Post

A new dawn in UK rail analysis - Connecting to the Darwin Push Port

A new dawn in UK rail analysis - Connecting to the Darwin Push Port

Welcome

Hello! Over the last few months I have been designing a system to ingest data from National Rail’s Push Port feeds. These feeds contain data relating to all trains running across Network Rail track in the UK. I hope this dataset will allow fellow train and data enthusiasts to explore the weird and wonderful world of rail in the UK - along with holding higher powers accountable for how they run the railway.

In this first post, I wanted to cover the initial stages of development against the National Rail push port feeds.

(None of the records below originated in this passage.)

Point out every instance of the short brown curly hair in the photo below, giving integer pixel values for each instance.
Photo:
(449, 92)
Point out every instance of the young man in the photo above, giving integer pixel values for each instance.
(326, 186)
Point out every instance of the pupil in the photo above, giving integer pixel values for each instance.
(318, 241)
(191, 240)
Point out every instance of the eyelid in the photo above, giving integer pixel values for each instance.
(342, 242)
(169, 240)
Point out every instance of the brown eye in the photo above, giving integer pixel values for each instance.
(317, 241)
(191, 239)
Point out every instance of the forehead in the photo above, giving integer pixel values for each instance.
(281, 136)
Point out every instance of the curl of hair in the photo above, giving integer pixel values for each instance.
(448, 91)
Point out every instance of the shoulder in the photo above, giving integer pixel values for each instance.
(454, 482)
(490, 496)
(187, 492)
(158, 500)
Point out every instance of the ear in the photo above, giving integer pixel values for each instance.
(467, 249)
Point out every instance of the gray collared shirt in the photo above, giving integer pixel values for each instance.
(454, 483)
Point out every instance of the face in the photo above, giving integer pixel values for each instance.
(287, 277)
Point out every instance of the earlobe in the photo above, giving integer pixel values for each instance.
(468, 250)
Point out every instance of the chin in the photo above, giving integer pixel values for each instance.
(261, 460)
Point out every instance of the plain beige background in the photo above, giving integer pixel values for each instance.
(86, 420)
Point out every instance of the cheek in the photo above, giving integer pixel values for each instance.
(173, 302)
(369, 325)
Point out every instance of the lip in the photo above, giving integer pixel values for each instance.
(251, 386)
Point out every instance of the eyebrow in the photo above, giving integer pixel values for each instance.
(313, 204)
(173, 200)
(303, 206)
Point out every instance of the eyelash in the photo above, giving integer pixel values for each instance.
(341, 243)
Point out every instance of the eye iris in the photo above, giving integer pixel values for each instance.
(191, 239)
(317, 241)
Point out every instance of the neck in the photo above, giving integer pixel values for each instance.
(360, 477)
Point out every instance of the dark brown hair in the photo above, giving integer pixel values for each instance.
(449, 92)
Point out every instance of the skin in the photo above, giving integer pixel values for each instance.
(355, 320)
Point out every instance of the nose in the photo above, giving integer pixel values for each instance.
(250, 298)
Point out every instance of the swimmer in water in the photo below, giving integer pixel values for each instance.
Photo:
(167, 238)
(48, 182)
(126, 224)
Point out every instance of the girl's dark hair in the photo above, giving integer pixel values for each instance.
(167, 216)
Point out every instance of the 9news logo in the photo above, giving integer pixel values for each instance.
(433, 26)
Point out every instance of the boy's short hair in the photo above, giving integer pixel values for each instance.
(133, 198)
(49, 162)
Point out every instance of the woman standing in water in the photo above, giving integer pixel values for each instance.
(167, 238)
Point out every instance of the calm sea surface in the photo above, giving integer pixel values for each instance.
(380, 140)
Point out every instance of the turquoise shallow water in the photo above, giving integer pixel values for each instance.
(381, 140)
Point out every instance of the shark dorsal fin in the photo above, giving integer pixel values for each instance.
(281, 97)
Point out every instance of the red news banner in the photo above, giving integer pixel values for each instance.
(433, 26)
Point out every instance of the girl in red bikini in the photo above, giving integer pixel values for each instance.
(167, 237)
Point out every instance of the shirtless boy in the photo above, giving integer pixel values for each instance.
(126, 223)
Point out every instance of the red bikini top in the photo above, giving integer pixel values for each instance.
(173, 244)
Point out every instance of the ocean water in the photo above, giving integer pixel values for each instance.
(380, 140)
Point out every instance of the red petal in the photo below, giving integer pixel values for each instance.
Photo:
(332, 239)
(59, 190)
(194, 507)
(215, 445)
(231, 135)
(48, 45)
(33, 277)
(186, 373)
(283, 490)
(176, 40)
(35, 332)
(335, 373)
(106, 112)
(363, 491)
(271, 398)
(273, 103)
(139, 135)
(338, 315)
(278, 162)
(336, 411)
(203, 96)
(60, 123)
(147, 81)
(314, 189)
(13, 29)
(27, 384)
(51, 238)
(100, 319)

This is a programmatic feed, so if you want to follow along you will need some software knowledge.

Connecting to the feed

First visit https://opendata.nationalrail.co.uk/ and sign up for an account. Once approved, you will be provided a username and password to connect with. There are several ways you can access train movements data - either through a daily FTP download or via Push Port (which is essentially a live feed). In this blog we’re going to be using the latter - although it does drastically increase application complexity - you’ve been warned!

Installing poetry

I use poetry for python environment management. Make sure you’ve installed poetry on your system before proceeding. Installation instructions can be found here: https://python-poetry.org/docs/.

OS

I use macOS in this tutorial, but all commands should be portable to other unix-like systems. For Windows users, you will need to find the analogous commands yourself!

Setup

Over the last few months I have been building up a repository of code which I have found useful when running analysis across the datasets. This repository is organised into a set of python modules each of which can be independently installed via poetry. In this first example, we will use the clients module which implements a method to connect to the Darwin Push Port feeds.

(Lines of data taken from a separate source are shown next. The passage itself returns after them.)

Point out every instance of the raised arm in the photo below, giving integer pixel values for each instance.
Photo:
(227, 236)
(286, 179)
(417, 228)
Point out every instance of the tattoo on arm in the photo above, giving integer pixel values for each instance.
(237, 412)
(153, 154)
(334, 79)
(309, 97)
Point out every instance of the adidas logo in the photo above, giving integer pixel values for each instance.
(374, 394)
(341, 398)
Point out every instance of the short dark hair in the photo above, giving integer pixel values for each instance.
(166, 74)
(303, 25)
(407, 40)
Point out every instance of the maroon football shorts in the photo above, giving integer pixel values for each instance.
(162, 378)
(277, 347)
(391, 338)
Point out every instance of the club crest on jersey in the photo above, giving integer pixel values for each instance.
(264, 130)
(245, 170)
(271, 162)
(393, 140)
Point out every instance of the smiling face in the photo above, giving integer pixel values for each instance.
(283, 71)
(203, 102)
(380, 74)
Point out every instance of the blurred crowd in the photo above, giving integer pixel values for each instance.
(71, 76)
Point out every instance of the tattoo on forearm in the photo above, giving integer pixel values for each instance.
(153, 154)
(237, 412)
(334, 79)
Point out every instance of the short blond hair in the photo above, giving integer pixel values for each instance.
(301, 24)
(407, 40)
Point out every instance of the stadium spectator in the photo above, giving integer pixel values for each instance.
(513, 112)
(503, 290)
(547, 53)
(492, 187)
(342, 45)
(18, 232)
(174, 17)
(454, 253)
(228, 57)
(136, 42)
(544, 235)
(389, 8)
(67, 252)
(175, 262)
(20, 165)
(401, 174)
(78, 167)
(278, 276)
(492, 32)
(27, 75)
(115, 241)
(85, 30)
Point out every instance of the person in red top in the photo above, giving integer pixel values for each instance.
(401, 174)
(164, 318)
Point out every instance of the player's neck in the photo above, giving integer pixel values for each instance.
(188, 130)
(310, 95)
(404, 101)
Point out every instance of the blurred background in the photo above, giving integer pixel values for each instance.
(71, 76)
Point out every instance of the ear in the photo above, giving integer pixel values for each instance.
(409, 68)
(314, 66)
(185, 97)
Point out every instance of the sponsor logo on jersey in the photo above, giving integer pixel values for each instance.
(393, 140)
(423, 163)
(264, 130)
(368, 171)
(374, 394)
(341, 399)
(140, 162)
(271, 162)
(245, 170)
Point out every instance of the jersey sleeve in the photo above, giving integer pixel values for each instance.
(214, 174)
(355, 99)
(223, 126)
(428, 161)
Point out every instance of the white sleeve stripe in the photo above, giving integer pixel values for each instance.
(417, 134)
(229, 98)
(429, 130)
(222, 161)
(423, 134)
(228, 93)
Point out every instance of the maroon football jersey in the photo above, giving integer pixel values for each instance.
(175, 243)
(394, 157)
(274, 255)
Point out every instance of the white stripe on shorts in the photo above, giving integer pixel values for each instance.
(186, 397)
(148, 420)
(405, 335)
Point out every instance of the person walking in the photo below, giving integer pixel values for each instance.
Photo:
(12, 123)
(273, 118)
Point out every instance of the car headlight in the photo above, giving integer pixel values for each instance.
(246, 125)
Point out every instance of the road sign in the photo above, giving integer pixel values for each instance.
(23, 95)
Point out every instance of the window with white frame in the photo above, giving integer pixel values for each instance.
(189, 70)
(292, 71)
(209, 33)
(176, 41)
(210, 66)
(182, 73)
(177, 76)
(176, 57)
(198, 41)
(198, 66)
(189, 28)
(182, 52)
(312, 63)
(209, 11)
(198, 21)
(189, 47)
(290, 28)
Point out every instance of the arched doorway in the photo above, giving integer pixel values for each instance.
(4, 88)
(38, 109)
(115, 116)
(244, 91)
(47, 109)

First you need to clone this (https://github.com/iiAnderson/darwin-connect) repository and run install the poetry environment within the example folder.

1
2
3
4
5
git clone https://github.com/iiAnderson/darwin-connect

cd darwin-connect/example

poetry install

This should setup your poetry environment. Once this is done set your national rail username and password as environment variables

1
2
export DARWIN_USERNAME=XXX
export DARWIN_PASSWORD=YYY

You should now be able to run the below command and connect directly to the feed.

1
poetry run python3 cli.py

If you connect succesfully, then you should see lots of JSON being printed in your command line. These are the raw data packets (well.. nearly, they actually arrive in XML format) from the Darwin rail system - and allow you to see live movement of trains across the network.